PPRuNe Forums - View Single Post - When Declaring an ’Emergency’ Is Not Enough
Old 28th Aug 2005, 13:04
  #48 (permalink)  
Farmer 1

Combine Operations
 
Join Date: May 2005
Location: U.K.
Posts: 687
Likes: 0
Received 0 Likes on 0 Posts
Please allow me to look at the situation from what I imagine might be the perspective of ATC. I have never done the job - I'm not clever enough - so I will no doubt get it wrong, but please bear with me.

a. An aircraft calls me, and says he is declaring an emergency.

b. Ah, he has an emergency, says I to myself. Adrenalin begins to flow a wee bit. What is the nature of the emergency, I wonder, and I ask him the question. He duly proceeds to describe his problem(s), possibly in fine detail, and in technical terms. While he is doing this, I am trying to translate into terms I understand the severity of his situation. I have a problem here, in that although I am fully qualified ATC, with a few hours on my PPL, I am relatively new in the job, and I am the only controller on duty. I also have a couple of personal problems, but they're - well - personal. (There could be the problem with the common language as well, etc. etc. but let's not go OTT.) The point is, I know my job, and I assume he knows his, but I do not know his, and he does not know mine.

c. Anyway, I'm not absolutely sure I fully understand his situation, but there is one fact of which I am quite certain: it is not as serious as all that. How do I know that? Because the pilot has not used the word Mayday. Simple.

d. The conversation may or may not continue, and no doubt I would alert at least some of the emergency services at some stage or other.

e. It is even possible that eventually I will realise he is actually in distress, and go onto full alert with the Aircraft in Distress procedure, but this is by no means certain.

Even if paragraph e. occurs, everything from the start of paragraph b. has been time wasted, for the simple reason that the pilot did not say the word Mayday. I fail to understand the reluctance of so many pilots to use that word.

As to declaring Pan Pan first, and then perhaps upgrading to Mayday, I would suggest it is safer to do the reverse. If there is an emergency, ask yourself, "Is this a distress situation?" If the immediate answer is "NO," then perhaps declare Pan Pan.

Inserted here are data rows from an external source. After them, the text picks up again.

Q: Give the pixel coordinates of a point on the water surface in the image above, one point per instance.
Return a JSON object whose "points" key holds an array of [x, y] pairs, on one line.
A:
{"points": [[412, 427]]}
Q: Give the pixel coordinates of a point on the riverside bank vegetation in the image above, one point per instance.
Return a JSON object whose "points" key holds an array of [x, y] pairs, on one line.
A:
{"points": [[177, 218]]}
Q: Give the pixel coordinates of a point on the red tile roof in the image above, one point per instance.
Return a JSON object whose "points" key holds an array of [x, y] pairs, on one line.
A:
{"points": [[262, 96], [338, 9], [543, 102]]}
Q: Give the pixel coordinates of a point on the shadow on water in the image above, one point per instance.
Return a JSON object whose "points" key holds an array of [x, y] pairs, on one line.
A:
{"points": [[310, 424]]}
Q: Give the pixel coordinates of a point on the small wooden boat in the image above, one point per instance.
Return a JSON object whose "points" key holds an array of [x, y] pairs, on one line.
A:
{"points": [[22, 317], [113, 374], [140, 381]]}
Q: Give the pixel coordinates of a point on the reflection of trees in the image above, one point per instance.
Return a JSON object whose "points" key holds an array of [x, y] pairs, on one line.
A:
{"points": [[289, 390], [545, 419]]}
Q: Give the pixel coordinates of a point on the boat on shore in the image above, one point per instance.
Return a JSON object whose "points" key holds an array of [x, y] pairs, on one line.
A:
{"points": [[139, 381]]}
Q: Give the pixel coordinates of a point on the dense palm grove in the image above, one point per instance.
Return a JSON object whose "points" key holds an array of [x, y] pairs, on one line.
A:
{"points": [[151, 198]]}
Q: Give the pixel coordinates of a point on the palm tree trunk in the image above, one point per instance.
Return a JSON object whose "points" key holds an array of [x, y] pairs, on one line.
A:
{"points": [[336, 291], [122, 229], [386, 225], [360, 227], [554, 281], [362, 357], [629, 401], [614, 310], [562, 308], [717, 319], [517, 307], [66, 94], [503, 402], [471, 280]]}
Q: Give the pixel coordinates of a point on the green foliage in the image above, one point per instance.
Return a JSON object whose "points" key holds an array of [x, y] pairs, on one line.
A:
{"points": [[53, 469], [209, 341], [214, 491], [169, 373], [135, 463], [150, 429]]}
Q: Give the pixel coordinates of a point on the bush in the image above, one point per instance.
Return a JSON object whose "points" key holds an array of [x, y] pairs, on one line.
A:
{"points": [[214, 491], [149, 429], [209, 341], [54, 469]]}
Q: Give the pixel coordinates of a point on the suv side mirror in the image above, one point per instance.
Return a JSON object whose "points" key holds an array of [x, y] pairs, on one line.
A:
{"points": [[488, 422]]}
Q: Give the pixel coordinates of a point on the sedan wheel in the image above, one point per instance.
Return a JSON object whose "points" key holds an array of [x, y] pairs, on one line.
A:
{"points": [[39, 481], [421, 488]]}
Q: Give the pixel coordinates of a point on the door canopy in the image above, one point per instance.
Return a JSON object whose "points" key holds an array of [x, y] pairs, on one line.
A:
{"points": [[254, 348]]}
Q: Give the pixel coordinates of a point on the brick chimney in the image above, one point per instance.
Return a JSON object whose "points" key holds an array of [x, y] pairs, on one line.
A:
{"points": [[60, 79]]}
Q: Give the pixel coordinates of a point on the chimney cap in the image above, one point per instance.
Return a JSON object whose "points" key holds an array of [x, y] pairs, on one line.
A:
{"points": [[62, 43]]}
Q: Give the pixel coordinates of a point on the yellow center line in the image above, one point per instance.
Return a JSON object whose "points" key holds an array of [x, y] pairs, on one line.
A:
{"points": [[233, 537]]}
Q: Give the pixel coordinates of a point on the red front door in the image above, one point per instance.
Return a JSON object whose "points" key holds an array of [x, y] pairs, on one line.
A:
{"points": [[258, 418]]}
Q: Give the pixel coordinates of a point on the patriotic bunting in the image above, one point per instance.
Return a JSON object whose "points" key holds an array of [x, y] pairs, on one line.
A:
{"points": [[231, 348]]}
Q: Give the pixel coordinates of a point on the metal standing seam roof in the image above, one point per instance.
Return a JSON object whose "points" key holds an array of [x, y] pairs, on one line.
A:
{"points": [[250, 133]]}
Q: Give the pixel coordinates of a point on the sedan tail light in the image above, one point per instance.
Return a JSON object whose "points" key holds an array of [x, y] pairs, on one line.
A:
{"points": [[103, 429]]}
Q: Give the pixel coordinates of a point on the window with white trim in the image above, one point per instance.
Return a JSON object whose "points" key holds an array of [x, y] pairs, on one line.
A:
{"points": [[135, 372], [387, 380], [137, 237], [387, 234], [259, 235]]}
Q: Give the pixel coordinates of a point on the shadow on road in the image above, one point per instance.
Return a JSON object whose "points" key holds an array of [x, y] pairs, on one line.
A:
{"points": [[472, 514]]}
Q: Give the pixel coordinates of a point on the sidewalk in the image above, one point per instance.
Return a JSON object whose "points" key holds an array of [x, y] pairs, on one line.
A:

If the answer is "Yes", or "Well, maybe", or "Er..." or anything else, then I can see only one thing to do, and one word to say.

I am not advocating calling Mayday every time an amber light flashes. I advocate being professional, and acting in the best interests of your passengers and those on the ground. Life is difficult enough; why make it more so for no good reason?


With sincere apologies to all you ATC types. I am trying to get across to the pilots what I consider to be a very important message, understand?